After Black Friday, small businesses try to cash in on shopping frenzy

  • Kara Driscoll
  • Staff Writer
8:11 a.m. Saturday, Nov. 25, 2017 Business
Customers stand in line at Meijer on Thanksgiving. KARA DRISCOLL/STAFF

While shoppers landed good deals on Thanksgiving and Black Friday, local businesses will try to cash in on this weekend’s shopping frenzy by promoting special sales on Small Business Saturday.

The majority of shoppers in the region crowded the doors of retailers and local malls that opened on Thanksgiving evening, while Black Friday shoppers seemed relaxed as they browsed deals at area stores.

An estimated 164 million people are planning to shop this weekend, according to the annual survey released by the National Retail Federation and Prosper Insights & Analytics. The numbers include Thanksgiving Day, Black Friday, Small Business Saturday, Sunday and Cyber Monday.

On Black Friday, families sauntered through the Dayton Mall — picking up gifts and trying on clothes without hurry. James Maggard, of Franklin, sat on a bench in the Dayton Mall, waiting for his family as they shopped around for gifts. He said they woke up early to go to Toys“R”Us, which he said “wasn’t busy at all.”

“We went to Walmart last night,” he said. “Now, that was awful. I have PTSD and it all came back last night. I told my wife I had to just go out to the car.”

He said a “little old lady” grabbed an electronics item right out of his hand at Walmart. Today has been calm with smaller crowds, he said.

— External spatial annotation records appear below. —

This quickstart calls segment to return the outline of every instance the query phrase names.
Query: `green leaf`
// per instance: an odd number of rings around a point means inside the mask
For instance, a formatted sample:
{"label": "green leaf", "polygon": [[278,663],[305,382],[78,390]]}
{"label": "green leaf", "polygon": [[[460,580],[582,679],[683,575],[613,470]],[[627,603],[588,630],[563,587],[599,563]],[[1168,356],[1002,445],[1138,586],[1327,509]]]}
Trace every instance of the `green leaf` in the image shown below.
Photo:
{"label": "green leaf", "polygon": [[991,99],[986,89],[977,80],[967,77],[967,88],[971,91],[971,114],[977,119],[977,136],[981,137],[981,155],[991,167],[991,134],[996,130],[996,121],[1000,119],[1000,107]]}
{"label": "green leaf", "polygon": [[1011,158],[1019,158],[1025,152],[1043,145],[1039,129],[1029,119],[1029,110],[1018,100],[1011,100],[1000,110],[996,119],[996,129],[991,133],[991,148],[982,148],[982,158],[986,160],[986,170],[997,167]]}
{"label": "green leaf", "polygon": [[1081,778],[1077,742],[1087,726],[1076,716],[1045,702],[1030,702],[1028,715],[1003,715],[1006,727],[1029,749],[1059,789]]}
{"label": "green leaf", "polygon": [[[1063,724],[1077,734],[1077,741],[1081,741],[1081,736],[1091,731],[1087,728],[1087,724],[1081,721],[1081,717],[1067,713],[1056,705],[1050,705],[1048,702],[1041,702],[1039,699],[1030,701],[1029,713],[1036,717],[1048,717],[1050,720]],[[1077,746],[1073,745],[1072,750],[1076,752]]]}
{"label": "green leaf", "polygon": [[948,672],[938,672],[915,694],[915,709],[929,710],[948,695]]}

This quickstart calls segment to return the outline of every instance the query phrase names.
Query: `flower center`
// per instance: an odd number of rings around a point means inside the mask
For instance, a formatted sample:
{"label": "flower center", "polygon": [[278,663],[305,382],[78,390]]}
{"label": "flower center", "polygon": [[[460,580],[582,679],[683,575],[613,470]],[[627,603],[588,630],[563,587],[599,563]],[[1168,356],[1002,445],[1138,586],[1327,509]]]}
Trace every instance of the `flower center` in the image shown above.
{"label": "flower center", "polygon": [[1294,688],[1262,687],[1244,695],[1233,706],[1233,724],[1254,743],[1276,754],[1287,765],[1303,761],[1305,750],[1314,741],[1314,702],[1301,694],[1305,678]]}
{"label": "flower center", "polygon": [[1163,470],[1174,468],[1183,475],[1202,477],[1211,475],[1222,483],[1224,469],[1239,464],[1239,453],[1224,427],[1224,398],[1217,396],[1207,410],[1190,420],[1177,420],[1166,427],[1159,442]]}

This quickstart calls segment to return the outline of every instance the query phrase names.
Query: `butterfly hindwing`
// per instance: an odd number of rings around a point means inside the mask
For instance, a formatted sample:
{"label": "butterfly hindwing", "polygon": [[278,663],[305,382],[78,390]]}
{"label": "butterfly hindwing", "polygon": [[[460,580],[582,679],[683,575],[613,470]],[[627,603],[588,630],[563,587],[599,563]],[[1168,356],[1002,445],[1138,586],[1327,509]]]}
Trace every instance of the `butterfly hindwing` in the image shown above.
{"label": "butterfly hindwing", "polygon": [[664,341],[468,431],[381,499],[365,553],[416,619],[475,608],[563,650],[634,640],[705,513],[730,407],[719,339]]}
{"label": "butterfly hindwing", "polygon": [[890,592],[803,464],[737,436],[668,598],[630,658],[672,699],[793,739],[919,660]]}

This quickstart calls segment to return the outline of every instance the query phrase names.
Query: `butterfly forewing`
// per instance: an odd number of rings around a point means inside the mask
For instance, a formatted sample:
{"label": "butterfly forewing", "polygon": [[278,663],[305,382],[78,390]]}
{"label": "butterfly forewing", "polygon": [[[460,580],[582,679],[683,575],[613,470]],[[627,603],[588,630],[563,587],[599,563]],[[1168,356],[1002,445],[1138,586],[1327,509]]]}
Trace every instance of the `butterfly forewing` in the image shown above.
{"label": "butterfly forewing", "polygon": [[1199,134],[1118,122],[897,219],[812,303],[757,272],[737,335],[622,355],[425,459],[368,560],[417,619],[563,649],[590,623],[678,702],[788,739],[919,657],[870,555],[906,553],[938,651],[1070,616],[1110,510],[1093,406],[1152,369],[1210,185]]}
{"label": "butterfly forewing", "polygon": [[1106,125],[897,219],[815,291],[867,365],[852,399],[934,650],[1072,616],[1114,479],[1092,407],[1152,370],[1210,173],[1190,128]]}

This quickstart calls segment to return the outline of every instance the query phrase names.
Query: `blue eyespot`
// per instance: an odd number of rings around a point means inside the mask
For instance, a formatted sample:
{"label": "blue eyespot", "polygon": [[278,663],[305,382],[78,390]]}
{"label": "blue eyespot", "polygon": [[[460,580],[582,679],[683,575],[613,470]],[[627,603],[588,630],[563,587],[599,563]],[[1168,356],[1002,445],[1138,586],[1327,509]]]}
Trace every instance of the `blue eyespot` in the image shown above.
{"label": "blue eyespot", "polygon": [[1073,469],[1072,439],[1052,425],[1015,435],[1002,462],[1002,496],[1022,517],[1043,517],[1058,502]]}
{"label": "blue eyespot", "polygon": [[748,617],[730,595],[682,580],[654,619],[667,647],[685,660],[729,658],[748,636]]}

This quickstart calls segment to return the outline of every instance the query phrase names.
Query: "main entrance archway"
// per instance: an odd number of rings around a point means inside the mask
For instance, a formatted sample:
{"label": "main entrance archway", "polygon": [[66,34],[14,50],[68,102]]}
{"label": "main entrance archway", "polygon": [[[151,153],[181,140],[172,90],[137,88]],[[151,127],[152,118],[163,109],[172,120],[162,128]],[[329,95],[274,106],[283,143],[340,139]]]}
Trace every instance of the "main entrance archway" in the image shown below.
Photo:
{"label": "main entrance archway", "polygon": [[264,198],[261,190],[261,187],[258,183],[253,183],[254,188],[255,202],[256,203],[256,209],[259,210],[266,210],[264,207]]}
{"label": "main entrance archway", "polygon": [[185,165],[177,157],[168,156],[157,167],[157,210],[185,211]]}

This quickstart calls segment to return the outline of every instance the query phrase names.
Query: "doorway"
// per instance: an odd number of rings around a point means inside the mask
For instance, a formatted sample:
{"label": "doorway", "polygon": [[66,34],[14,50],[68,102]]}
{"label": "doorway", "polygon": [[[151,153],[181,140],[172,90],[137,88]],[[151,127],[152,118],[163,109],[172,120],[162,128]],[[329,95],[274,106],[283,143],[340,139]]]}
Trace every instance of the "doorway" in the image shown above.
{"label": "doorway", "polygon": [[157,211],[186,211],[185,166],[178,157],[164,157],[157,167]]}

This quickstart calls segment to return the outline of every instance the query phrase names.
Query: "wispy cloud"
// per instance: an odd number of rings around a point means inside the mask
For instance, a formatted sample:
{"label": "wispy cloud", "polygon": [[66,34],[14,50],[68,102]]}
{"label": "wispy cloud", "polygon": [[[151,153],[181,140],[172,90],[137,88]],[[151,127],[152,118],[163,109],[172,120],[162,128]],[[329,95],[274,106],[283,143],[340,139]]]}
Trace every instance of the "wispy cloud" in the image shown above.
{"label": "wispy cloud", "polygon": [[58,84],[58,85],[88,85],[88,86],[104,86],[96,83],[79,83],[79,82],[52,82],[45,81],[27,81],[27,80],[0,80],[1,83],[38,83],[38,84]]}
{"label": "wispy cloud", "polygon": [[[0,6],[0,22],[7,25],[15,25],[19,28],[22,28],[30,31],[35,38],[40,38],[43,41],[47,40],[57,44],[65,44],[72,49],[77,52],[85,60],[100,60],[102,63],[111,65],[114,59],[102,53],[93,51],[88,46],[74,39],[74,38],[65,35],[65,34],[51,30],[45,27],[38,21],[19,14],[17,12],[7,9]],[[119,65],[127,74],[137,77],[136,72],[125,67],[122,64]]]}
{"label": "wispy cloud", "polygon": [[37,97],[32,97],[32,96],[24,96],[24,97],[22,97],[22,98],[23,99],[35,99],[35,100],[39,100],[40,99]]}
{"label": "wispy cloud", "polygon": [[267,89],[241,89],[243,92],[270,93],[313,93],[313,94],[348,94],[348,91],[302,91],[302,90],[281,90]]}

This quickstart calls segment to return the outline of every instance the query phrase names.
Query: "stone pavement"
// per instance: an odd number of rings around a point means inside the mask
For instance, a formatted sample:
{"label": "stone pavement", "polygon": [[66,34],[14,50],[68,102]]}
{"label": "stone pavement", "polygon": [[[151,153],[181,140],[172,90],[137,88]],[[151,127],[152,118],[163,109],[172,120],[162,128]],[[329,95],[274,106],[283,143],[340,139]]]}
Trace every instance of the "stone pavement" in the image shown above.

Holiday spending in Ohio is expected to grow 2 percent this year compared to 2016, bringing in an estimated $24.1 billion statewide — and people in the Dayton region are expected to spend more than last year. NRF projects that holiday retail sales in November and December this year will be up between 3.6 percent and 4 percent for a total between $678.8 billion and $682 billion. Consumers say they will spend an average $967.13 this year, according to the annual survey conducted.

Kenna Davis and Tera Estep of Middletown started their day of shopping at 4 a.m. at the Cabela’s in West Chester Twp. The lines were so long that they opted out of buying anything at all.

“It was unreal,” Davis said.

After that, they went to Target, which didn’t have any lines. “We thought it would be jam-packed.” Sitting in the Dayton Mall with Auntie Anne’s pretzels, the women waited on a bench for Estep’s daughters who shopped in Victoria’s Secret.

“I’m not a crowd-fighter,” Davis said.

The weekend of shopping will continue with Small Business Saturday and Cyber Monday. Small businesses across the region are planning special sales to lure in customers. The day is growing in popularity. Approximately 61 percent of U.S. consumers are aware of Small Business Saturday going into the day, and of those, 82 percent plan to shop at a small, independently-owned retailer or dine at a small, independently-owned restaurant on the day.

“Supporting small businesses is critical to the health and livelihood of our national economy and local communities,” said NFIB CEO and President Juanita Duggan.

The Oregon District and several businesses in downtown Dayton will offer special sales too. Shoppers can browse at local businesses like Brim , the accessory shop in the Oregon District. Pick out a wide-brimmed hat and deck it out with a funky feather, scarf or pin. Prices range from $50 to $250. Luna Gifts & Botanicals , located on Wayne Ave., sells plants and eclectic gifts starting from $8. Habitat for Humanity of Greater Dayton will also offer 25 percent off all furniture and home decor at ReStore, located at 115 West Riverview Ave. from 9 a.m. to 3 p.m.

Kelly Sullivan, owner of Recline and Rest in Beavercreek, said his business had a great turnout of customers last year on Small Business Saturday. The furniture store is offering several deals, including a waived delivery fee for purchases made on Saturday. He said as the economy continues to improve, he’s seen more people willing to spend this year at his store.

“Quite a few people say they do prefer to shop small because of the service,” he said. “There’s a lot to be said about small and local businesses. They are the driver of our local economy.”